At present, people pay more and more attention to the stability of the pump during operation. The swirl pump is a special kind of centrifugal pump, so the study of the pressure pulsation of the centrifugal pump will be helpful to the study of the static and dynamic interference of the swirl pump. The analysis of static and dynamic interference between impeller and volute of centrifugal pump mainly focuses on pressure pulsation and radial force. The interaction between the rotating impeller of the pump and the static pressure water chamber will cause periodic fluctuations in the flow field and affect the normal operation of the equipment. Therefore, it is of great significance to reduce or even eliminate the pressure pulsation of the swirl pump during operation by technical means.

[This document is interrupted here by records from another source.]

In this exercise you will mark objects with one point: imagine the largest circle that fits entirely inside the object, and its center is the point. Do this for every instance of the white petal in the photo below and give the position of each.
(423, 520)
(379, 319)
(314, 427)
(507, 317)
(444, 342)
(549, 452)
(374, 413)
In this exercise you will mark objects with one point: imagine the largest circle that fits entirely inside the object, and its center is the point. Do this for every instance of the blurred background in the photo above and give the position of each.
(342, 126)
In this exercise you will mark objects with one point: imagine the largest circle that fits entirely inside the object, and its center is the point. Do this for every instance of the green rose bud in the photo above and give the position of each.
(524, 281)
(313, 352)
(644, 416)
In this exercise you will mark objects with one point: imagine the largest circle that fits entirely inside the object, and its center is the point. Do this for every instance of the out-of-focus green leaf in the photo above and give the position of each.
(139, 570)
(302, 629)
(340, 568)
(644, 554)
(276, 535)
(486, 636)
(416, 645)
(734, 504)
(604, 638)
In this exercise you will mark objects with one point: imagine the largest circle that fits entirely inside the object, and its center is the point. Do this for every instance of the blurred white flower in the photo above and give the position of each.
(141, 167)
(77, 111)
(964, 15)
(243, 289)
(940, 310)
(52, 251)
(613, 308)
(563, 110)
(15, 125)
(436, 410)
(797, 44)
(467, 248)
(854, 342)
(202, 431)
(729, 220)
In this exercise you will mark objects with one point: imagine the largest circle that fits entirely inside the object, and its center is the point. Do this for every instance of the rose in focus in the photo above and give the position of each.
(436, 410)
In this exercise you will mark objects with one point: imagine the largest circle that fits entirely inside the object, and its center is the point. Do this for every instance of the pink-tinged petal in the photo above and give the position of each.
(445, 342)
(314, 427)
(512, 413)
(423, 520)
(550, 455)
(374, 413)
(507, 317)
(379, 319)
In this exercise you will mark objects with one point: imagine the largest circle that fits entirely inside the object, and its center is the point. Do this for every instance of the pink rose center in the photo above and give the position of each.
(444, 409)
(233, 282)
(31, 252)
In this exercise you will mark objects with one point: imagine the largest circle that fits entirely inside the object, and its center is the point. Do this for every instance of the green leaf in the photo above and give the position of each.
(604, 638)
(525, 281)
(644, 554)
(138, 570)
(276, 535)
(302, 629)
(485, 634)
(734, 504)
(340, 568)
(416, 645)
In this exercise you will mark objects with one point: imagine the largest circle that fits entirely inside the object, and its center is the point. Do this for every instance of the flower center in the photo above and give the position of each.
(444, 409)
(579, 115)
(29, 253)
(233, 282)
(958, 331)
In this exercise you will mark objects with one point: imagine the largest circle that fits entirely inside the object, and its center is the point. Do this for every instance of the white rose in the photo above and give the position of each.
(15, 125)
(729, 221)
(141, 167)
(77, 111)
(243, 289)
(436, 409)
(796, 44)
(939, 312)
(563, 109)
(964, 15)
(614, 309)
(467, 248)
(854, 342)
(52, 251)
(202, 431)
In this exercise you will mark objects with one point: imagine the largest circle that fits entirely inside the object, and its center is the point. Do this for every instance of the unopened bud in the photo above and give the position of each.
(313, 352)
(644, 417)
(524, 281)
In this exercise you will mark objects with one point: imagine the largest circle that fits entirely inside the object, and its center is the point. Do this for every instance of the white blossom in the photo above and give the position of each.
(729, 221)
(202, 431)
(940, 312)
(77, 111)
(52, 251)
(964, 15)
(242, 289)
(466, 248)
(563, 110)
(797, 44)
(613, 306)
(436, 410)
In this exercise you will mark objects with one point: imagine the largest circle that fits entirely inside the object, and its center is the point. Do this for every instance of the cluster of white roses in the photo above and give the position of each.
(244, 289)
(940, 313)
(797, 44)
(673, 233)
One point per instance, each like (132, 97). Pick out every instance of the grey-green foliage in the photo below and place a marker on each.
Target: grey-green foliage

Because there is a pressure difference between the fluid and the atmosphere in the swirl pump, in order to prevent the fluid from leaking out, the pump needs to be equipped with a sealing device during operation, which is called a shaft seal. The commonly used types of shaft seals are: packing seal, mechanical seal, dynamic seal and floating seal. Judging from the current situation of pumps used in various industries, mechanical seals have become a common sealing form in various industries, and this sealing form operates smoothly and reliably, bringing great economic benefits to various industries. Therefore, improving the sealing performance of the mechanical seal improves the operating efficiency of the swirl pump.

The working principle of the swirl pump is to drive the liquid to rotate through the rotation of the impeller. Therefore, there are two flow modes in the swirl pump, which are circulating flow and through flow. The main function of the through flow is to drive the liquid from the impeller through the pressure water chamber and discharge the liquid out of the swirl pump. However, the circulating flow only rotates inside the impeller and the pressurized water chamber, and does not do work on the liquid, so it causes a lot of loss, which is the main reason for the low efficiency of the swirl pump.

There is a gap between the impeller of the swirl pump and the rear cover. During the working process of the swirl pump, the fluid will be thrown out from the impeller, and a considerable part of the fluid will flow into the gap from the pressurized water chamber, which will increase the hydraulic loss of the impeller, resulting in the failure of the swirl pump. Reduced efficiency. Therefore, solving the leakage of fluid has a relatively large effect on the increase of the efficiency of the swirl pump.

From the summary, it can be seen that it has important theoretical significance and engineering application value to adopt necessary technical means to solve the problems existing in the above-mentioned swirl pump.

Contents of the invention

In order to solve the problem of excessive pressure pulsation in the swirl pump, the present invention proposes a swirl pump capable of reducing pressure pulsation.

A swirl pump capable of reducing pressure pulsation according to the present invention includes a pump body, an impeller, a pump cover, a suspension body, a transmission shaft and a bearing end cover, and the pump body includes a volute diffusion section, a partition tongue and a volute The shell pressure water chamber section, the volute water pressure chamber section, a partition tongue is arranged between the volute diffuser section and the volute pressure water chamber section, the inner cavity of the pump accommodates the impeller, and a fluid channel is reserved between the impeller and the partition tongue; The pump body and the pump cover are sealed and fixed, and the pump cover is coaxially fixed with the suspension body placed outside the pump body; the first end of the transmission shaft passes through the pump cover and connects with the impeller in the pump body Fixed connection, the second end is rotationally connected with the suspension body through a bearing, and the end of the second end protruding from the suspension body is equipped with a bearing end cover, and it is characterized in that: the inner wall of the partition tongue is provided with at least A groove for reducing pressure pulsation, and said groove is located on the inner wall of the partition tongue at the pressure water chamber of the swirl pump.

The number of the grooves is 1-3, and when the number of the grooves is greater than 1, the grooves are parallel to each other.

The cross section of the groove is V-shaped, U-shaped, semi-circular or rectangular, and can also be other easy-to-process shapes.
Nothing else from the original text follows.